Allison: What would you say are the top 3 benefits of airport beers?
Ollie: Meeting new friends, being more relaxed on a flight (flying is scary and very uncomfortable especially for a large man), and some of the airport bars I’ve been to are better than normal bars and usually do good food too.
Allison: How do you know what area to settle down in?
Ollie: Me personally I always look for a place with a lot of screens because there’s almost always sport on. And a place with a lot of taps because you know they have a variety of beers. I prefer a more open space versus a tiny bar. Being closer to your gate is also ideal–catching a tram 3 terminals away means more time between your last beer at the bar and the next beer on the flight.
Allison: With all this liquid, how do you time your last bathroom break?
Ollie: The best time is right after closing out your tab but before boarding. You know once you hop on a flight it’s about an hour or more until the seat belt sign turns off.
Allison: What’s the number one tip you can offer?
Ollie: Rule number one is never let anyone know how many beers you’ve had. You need to be let on the flight and also allowed more alcohol in the air.
Allison: Do you ever have cocktails or is it just beers?
Ollie: I personally only have beers purely because if you spend a couple grand on a plane ticket the extra $3 for a cocktail doesn’t seem worth it until you get to your destination.
Allison: What time is it acceptable to start drinking?
Ollie: As soon as the bar opens which is usually 6 am.

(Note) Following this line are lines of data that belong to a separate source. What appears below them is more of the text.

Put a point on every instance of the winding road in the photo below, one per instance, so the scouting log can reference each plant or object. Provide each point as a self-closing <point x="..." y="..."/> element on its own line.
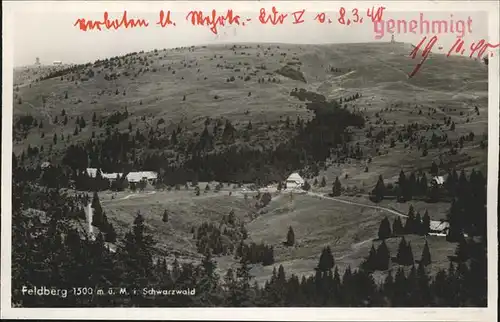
<point x="392" y="211"/>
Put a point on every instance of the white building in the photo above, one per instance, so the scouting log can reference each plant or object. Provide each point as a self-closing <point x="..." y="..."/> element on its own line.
<point x="438" y="180"/>
<point x="439" y="228"/>
<point x="135" y="177"/>
<point x="89" y="211"/>
<point x="294" y="181"/>
<point x="149" y="176"/>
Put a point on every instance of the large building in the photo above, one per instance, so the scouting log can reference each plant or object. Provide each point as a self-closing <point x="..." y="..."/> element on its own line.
<point x="294" y="181"/>
<point x="132" y="177"/>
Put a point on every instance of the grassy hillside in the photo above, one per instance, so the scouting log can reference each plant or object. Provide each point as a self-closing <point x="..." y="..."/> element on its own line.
<point x="258" y="89"/>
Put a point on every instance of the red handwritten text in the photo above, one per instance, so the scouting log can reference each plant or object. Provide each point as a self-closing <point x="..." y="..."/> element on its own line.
<point x="85" y="25"/>
<point x="376" y="16"/>
<point x="197" y="18"/>
<point x="321" y="17"/>
<point x="274" y="18"/>
<point x="165" y="19"/>
<point x="425" y="53"/>
<point x="297" y="15"/>
<point x="481" y="47"/>
<point x="458" y="47"/>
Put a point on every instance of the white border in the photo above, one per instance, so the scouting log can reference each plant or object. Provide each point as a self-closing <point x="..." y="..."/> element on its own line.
<point x="253" y="314"/>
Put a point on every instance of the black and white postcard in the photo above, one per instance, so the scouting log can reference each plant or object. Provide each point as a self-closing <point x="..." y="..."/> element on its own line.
<point x="250" y="160"/>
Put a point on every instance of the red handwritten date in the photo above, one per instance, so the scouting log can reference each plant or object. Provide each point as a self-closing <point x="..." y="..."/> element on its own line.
<point x="353" y="16"/>
<point x="476" y="48"/>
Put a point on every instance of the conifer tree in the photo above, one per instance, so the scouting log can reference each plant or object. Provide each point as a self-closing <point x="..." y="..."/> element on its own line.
<point x="402" y="249"/>
<point x="326" y="260"/>
<point x="383" y="257"/>
<point x="110" y="233"/>
<point x="397" y="227"/>
<point x="426" y="255"/>
<point x="461" y="252"/>
<point x="337" y="188"/>
<point x="290" y="237"/>
<point x="418" y="224"/>
<point x="410" y="221"/>
<point x="409" y="255"/>
<point x="403" y="186"/>
<point x="370" y="263"/>
<point x="379" y="190"/>
<point x="97" y="216"/>
<point x="426" y="223"/>
<point x="384" y="230"/>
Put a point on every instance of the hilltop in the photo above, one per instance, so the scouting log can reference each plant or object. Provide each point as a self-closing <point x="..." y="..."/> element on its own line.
<point x="252" y="113"/>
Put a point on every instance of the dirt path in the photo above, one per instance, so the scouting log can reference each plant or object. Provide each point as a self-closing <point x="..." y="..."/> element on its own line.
<point x="392" y="211"/>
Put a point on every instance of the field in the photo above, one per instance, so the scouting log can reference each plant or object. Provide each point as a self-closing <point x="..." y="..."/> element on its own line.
<point x="348" y="229"/>
<point x="182" y="87"/>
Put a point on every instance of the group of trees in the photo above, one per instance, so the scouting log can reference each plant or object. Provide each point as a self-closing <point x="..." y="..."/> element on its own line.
<point x="414" y="224"/>
<point x="100" y="220"/>
<point x="415" y="185"/>
<point x="52" y="250"/>
<point x="195" y="156"/>
<point x="255" y="253"/>
<point x="210" y="238"/>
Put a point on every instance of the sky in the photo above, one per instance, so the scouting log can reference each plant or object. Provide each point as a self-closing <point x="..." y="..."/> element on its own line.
<point x="51" y="35"/>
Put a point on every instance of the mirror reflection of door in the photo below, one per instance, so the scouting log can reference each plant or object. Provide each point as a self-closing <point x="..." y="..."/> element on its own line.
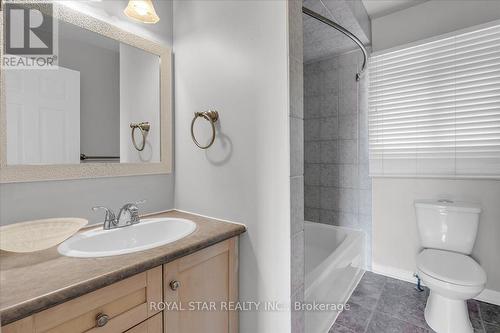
<point x="86" y="105"/>
<point x="43" y="116"/>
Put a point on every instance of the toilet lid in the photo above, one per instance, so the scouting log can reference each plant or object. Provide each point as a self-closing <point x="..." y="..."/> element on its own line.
<point x="451" y="267"/>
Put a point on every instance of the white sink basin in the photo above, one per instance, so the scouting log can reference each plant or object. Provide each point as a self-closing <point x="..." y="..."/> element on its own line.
<point x="147" y="234"/>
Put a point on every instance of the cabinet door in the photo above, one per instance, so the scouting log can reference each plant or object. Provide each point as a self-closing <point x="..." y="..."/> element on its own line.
<point x="152" y="325"/>
<point x="200" y="285"/>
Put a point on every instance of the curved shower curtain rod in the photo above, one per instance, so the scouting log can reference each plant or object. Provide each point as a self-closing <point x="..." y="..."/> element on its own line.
<point x="343" y="30"/>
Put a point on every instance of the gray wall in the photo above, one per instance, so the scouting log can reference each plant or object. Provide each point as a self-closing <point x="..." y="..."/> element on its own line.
<point x="24" y="201"/>
<point x="337" y="187"/>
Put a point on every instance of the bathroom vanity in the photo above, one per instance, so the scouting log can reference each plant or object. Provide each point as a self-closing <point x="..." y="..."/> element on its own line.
<point x="163" y="289"/>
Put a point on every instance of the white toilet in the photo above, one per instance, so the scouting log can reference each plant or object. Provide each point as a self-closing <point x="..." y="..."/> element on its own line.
<point x="447" y="233"/>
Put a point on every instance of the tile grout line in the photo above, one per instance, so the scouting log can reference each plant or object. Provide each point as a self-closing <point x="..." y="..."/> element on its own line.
<point x="375" y="307"/>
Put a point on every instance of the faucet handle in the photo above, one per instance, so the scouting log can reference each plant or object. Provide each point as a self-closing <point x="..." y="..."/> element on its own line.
<point x="110" y="215"/>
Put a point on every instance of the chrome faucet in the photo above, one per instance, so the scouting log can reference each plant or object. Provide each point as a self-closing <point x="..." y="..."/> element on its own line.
<point x="128" y="215"/>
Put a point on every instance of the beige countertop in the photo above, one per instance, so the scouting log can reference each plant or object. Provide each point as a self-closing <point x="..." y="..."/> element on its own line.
<point x="32" y="282"/>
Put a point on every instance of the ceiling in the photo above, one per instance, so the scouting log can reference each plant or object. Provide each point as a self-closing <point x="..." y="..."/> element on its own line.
<point x="378" y="8"/>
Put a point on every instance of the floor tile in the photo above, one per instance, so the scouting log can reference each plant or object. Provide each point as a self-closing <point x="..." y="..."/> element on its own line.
<point x="491" y="328"/>
<point x="336" y="328"/>
<point x="384" y="305"/>
<point x="368" y="291"/>
<point x="409" y="307"/>
<point x="475" y="318"/>
<point x="356" y="318"/>
<point x="490" y="313"/>
<point x="386" y="324"/>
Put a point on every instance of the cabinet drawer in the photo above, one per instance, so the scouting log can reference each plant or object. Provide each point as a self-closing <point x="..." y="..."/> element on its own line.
<point x="125" y="304"/>
<point x="152" y="325"/>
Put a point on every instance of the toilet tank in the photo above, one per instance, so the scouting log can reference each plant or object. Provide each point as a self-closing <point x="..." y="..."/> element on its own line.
<point x="447" y="225"/>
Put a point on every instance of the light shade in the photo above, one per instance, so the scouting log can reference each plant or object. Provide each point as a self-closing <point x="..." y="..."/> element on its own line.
<point x="142" y="11"/>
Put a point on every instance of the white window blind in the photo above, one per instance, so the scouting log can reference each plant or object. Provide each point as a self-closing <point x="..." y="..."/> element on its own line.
<point x="434" y="108"/>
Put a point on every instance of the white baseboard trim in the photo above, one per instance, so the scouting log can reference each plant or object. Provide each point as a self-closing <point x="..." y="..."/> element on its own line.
<point x="487" y="295"/>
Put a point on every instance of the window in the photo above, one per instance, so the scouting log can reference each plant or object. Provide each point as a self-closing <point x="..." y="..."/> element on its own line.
<point x="434" y="108"/>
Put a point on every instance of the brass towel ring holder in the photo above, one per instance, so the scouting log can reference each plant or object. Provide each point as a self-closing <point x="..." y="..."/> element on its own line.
<point x="144" y="128"/>
<point x="212" y="116"/>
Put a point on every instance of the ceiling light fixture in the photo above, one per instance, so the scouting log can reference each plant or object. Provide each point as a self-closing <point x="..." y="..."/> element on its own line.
<point x="142" y="11"/>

It’s the one place in the world where it’s acceptable to drink beers at 6 am.
Allison: What are your favorite airport bars around the world?
Ollie: My top three are the Qantas first class lounge in Sydney, Hard Rock Cafe in Singapore, and Stone Brewery in San Diego. I really like Indianapolis Airport because they have a sick Lids store, it’s never busy, and the people are nice. Drinking Guinness in Dublin Airport was also fun while watching Air Lingus planes take off.
Allison: Thank you for joining us and walking us through how to make the most of an airport drinking session!